Sternstunde Philosophie: Robert Macfarlane – Warum sind Flüsse Lebewesen?
Der Nature-Writer Robert Macfarlane erklärt, warum Flüsse Rechte bekommen sollten – und wie das die ökologische Krise entschärfen könnte.
Sternstunde Philosophie
55 min read3573 min audioIm Gespräch mit Olivia Röllin spricht der britische Bestseller-Autor Robert Macfarlane über seine Reise an Flüssen in Ecuador, Indien und Kanada. Dabei entwickelt er die zentrale These, dass Flüsse nicht als Ressource, sondern als lebendige Wesen mit Rechten betrachtet werden sollten. Macfarlane kombiniert persönliche Erlebnisse, indigene Weltbilder und juristische Beispiele aus Ecuador, Neuseeland und Spanien, um darzulegen, wie das westliche Natursubjekt-Denken überwunden werden kann. Die Diskussion reicht von der Kritik am anthropozentrischen Rechtssystem bis zur praktischen Umsetzung von Flussrechten durch Gerichte und Bürgerinitiativen. Das Gespräch bleibt dabei konsequent auf der Ebene der Lebensphilosophie und Rechtspolitik, ohne pseudowissenschaftliche Behauptungen oder verschwörungstheoretische Inhalte.
### Flüsse als lebendige Subjekte
Macfarlane berichtet, dass er Flüsse nicht länger als Objekte, sondern als „Mit-Wesen“ begreift. Diese Perspektive entstand durch vier Jahre Recherche und direkte Begegnungen mit Flüssen weltweit. Er zitiert seinen Sohn: „Papa, das wird ein sehr kurzes Buch. Die Antwort ist ja.“
### Rechtswandel in Ecuador
Seit 2008 erkennt Ecuadors Verfassung explizit die Rechte der Natur („Pachamama“) an. Macfarlane beschreibt, wie diese Norm ein Gerichtsurteil gegen Goldminen im Nebelwald Los Cedros ermöglichte. Derzeit steht der Fortbestand dieser Rechte unter Druck, weil die neue Regierung Bergbauinteressen stärker gewichtet.

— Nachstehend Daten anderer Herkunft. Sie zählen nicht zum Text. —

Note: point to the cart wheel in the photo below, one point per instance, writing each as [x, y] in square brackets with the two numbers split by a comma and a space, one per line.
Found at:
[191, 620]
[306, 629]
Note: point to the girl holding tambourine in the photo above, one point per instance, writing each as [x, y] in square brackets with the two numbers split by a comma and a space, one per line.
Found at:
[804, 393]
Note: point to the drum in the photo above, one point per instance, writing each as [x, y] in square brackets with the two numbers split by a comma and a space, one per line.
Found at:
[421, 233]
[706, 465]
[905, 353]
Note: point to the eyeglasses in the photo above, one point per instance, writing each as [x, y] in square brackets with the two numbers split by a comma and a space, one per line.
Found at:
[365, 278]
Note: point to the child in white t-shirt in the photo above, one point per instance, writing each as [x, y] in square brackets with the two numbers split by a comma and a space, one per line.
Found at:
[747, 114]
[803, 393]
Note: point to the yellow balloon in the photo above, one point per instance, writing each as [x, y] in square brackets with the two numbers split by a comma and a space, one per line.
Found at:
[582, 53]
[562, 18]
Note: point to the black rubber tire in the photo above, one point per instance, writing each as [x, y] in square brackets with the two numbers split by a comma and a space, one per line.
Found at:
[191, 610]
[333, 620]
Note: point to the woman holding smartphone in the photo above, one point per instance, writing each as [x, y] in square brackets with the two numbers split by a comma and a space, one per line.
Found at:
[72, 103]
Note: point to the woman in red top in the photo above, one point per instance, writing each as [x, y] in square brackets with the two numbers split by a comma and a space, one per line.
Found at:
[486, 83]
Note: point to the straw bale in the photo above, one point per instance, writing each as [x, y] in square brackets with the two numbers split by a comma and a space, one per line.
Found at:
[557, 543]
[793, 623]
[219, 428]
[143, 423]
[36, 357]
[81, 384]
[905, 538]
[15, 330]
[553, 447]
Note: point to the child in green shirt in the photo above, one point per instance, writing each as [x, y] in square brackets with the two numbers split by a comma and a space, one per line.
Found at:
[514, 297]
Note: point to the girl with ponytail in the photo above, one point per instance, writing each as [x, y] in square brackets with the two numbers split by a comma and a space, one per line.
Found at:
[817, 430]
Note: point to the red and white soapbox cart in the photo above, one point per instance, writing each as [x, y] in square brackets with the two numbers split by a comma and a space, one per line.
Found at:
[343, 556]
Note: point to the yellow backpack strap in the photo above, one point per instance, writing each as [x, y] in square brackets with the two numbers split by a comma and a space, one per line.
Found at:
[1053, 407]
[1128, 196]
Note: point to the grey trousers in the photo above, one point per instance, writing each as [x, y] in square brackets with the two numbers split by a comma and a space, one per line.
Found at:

### Praktische Umsetzung in Europa
Die spanische Salzwasserlagune Mar Menor wurde 2022 nach einer Bürgerkampagne zur Rechtsperson erklärt. 2025 wird der „See“ erstmals selbst als Kläger gegen Umweltverschmutzer auftreten. Macfarlane erklärt, dass künftig ein menschliches Gremium als formeller Anwalt des Gewässers fungiert – vergleichbar mit Vertretungen für Kinder oder Kulturgüter.
### Kulturelle Perspektiven und Kinderbilder
Der Autor zeigt, dass das westliche Erwachsenendenken Flüsse instrumentalisiert, während Kinder sie intuitiv als fühlende Wesen erleben. Er plädiert für ein „Verlernen“ des utilitaristischen Blicks und für die Wiederaneignung einer Beziehungsebene, die er als „Syntax der Flüsse“ bezeichnet: Verständnis für Zusammenhänge statt bloßes Benennen.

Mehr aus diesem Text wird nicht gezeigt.